Lessons In Chemistry
LESSONS IN CHEMISTRY
by Bonnie Garmus
Award: Goodreads Winner 2022
Nomination: Dublin Longlist 2023
Date Read: April 11, 2023
This a very unique novel, just as its heroine, Elizabeth Zott. Garmus brilliantly brings the worlds of chemistry, love, feminism, cooking shows and pet ownership into a beautiful salad bowl and tosses. What comes out is an empowering and hopeful novel about the bonds of family.
Elizabeth Zott is struggling to find her way through the male-dominated chemistry world. Clearly gifted and brilliant, she lacks the one, most important component: no, not a B.S. – a penis. In the 1960s, women in science were just about unheard of and no one took them seriously. Elizabeth has endured sexual assault, humiliation, demeaning job duties and a general lack of respect, yet she’s determined to remain true to her life love: chemistry.
Winding up at the Hastings Institute, she meets and (despite her stealing his beakers and him barfing on her) falls in love with Calvin Evans, an elite chemist who runs his own lab and has been nominated multiple times for the Nobel Prize. Although they move in together, causing quite the scandal, and adopt a dog, 6:30, becoming their own version of a family, Calvin wants to make it official and get married. Elizabeth categorically refuses. She loves him but does not want to subsume her own identity behind that of her husband. All of her accomplishments in the world of chemistry would be overshadowed by her husband’s fame. No way.
One afternoon, on a run with 6:30, Calvin is killed in a freak accident. He left behind a present in the form of a baby Elizabeth is unaware she’s carrying. When the Institute finds out, they fire her for immorality and Elizabeth is forced to consult her old institute colleagues as a way to make ends meet, which is barely enough.

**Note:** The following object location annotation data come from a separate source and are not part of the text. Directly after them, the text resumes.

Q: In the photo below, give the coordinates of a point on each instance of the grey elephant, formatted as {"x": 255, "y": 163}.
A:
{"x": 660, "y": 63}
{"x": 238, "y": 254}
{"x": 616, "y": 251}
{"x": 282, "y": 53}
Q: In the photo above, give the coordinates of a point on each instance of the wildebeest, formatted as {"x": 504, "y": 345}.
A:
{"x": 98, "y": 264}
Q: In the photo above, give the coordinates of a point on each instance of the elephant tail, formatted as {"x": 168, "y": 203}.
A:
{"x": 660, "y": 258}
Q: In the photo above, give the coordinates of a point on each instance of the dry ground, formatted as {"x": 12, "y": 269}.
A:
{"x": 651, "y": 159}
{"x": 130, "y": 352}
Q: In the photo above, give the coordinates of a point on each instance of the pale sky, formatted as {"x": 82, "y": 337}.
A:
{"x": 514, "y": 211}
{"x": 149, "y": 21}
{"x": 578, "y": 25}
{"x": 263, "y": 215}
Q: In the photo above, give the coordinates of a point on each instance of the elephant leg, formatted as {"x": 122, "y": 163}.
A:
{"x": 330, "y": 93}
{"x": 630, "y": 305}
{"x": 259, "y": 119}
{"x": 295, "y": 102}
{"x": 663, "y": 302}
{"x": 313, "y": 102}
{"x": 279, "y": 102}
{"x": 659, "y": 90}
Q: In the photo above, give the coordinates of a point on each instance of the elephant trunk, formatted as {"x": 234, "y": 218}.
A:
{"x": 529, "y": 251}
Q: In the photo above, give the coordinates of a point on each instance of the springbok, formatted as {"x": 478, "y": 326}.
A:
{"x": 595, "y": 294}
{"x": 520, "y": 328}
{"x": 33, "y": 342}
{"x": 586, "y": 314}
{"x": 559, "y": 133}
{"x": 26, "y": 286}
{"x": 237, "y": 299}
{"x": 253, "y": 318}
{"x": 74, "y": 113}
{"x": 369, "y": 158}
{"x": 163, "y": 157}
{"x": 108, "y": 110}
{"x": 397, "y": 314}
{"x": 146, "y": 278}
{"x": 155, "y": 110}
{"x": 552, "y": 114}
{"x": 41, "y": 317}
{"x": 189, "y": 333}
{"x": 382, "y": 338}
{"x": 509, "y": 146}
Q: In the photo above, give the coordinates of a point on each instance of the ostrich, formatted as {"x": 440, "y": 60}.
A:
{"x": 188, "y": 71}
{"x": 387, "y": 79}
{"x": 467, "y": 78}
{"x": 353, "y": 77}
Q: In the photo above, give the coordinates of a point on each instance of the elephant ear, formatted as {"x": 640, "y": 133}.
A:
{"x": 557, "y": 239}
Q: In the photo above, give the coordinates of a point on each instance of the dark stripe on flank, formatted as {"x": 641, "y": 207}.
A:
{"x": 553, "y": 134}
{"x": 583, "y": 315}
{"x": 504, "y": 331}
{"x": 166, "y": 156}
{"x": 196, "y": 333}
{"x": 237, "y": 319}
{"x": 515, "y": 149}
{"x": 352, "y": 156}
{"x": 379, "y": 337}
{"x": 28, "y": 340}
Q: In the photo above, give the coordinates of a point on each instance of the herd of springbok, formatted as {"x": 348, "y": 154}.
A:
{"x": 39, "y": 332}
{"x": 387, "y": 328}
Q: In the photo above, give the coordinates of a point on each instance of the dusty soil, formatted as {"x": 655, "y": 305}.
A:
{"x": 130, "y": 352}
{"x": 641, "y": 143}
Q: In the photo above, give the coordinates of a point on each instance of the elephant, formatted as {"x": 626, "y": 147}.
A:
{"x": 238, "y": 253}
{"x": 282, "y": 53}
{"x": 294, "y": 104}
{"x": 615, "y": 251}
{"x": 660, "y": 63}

Thanks to the help of a kind neighbor, Harriet, and 6:30, Elizabeth is able to pursue her original research and slowly adapts to the horror of new motherhood. When Madeleine “Mad” is able to attend kinder, there is a continuous kerfuffle about other kids eating Mad’s lunch. Her classmate Amanda seems to be swiping Mad’s lunch and through parent-teacher conferences, she meets Amanda’s father, Walter. Walter works at KCTV as a producer.

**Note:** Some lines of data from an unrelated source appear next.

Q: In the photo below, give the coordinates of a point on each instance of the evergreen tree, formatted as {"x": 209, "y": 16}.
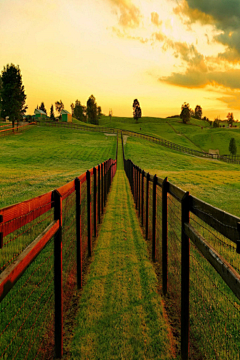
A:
{"x": 13, "y": 96}
{"x": 59, "y": 107}
{"x": 233, "y": 146}
{"x": 185, "y": 113}
{"x": 198, "y": 112}
{"x": 92, "y": 110}
{"x": 137, "y": 112}
{"x": 42, "y": 107}
{"x": 52, "y": 113}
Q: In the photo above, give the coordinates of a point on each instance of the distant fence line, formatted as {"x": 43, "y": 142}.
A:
{"x": 197, "y": 247}
{"x": 18, "y": 128}
{"x": 163, "y": 142}
{"x": 44, "y": 246}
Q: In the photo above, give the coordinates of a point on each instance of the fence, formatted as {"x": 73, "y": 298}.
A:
{"x": 8, "y": 129}
{"x": 197, "y": 247}
{"x": 44, "y": 244}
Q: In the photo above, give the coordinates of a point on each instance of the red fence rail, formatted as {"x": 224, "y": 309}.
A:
{"x": 44, "y": 246}
{"x": 197, "y": 247}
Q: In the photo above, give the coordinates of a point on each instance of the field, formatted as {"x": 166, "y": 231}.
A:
{"x": 42, "y": 159}
{"x": 198, "y": 134}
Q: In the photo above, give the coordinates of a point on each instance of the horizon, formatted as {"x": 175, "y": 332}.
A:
{"x": 162, "y": 53}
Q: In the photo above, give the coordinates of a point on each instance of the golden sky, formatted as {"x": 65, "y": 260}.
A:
{"x": 162, "y": 52}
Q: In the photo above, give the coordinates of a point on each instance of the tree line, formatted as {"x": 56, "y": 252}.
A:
{"x": 13, "y": 99}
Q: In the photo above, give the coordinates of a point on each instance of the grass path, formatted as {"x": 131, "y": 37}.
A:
{"x": 120, "y": 313}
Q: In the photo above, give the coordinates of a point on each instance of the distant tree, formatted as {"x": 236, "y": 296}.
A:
{"x": 137, "y": 112}
{"x": 216, "y": 122}
{"x": 92, "y": 110}
{"x": 185, "y": 113}
{"x": 52, "y": 113}
{"x": 59, "y": 106}
{"x": 230, "y": 118}
{"x": 72, "y": 108}
{"x": 42, "y": 107}
{"x": 13, "y": 96}
{"x": 233, "y": 146}
{"x": 198, "y": 112}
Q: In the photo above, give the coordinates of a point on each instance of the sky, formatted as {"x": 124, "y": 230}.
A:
{"x": 162, "y": 52}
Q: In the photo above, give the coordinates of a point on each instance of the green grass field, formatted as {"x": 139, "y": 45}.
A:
{"x": 198, "y": 134}
{"x": 43, "y": 158}
{"x": 215, "y": 182}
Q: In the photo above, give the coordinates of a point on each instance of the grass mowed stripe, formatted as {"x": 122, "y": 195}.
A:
{"x": 120, "y": 312}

When faced with an empty afternoon time slot, he comes upon the novel idea of a cooking show with Elizabeth Zott as the star. From the get-go, she hates the idea but only comes on board after realizing she could teach women that they are capable and that cooking is nothing but chemistry. Walter and the studio execs fail to reign her in and the show is more about chemistry than cooking. The female audience eats it up. <pun intended> Supper At Six becomes a runaway success and becomes nationally syndicated.
Also in the mix is Calvin’s birth mother trying to locate her granddaughter. Both of Calvin’s parents were killed when he was young, as well as an aunt who took custody of him after his parents died. He was ultimately sent to a Catholic boy’s home where he endured untold abuse. In reality, he was stolen from his birth mom because she was an unwed mother and she has spent her entire life trying to find him.

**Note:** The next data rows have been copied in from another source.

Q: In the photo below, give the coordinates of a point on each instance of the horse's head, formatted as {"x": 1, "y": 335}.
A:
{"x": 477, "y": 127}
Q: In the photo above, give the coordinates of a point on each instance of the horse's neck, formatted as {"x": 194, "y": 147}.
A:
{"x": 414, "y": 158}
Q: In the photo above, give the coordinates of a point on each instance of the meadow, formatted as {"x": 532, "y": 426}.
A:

What she finds instead is Mad. And Elizabeth’s make-shift family grows even larger.
I was prepared for this to be a fun, vacation read and was pleasantly surprised by the intelligence of the chemistry aspect (and maybe even learned a thing or two), the heart of the characters and the uniqueness of the plot. I was somewhat put off by 6:30’s dialogue but I often imagine my dog can mentally communicate too, so I can’t necessarily be a hypocrite about that.
My ultimate take-away, though, is how much women had to endure when they were powerless and second-class citizens. America seems to be having a regressive moment where women’s rights are being threatened but hopefully the strides we have made over the last 60 years won’t be completely erased. The complete misogyny they faced goes hand-in-hand with the sexual violence perpetrated against them, another way to remind them of who holds the power. For the first time I grasped why sexual violence against women is still so out of control.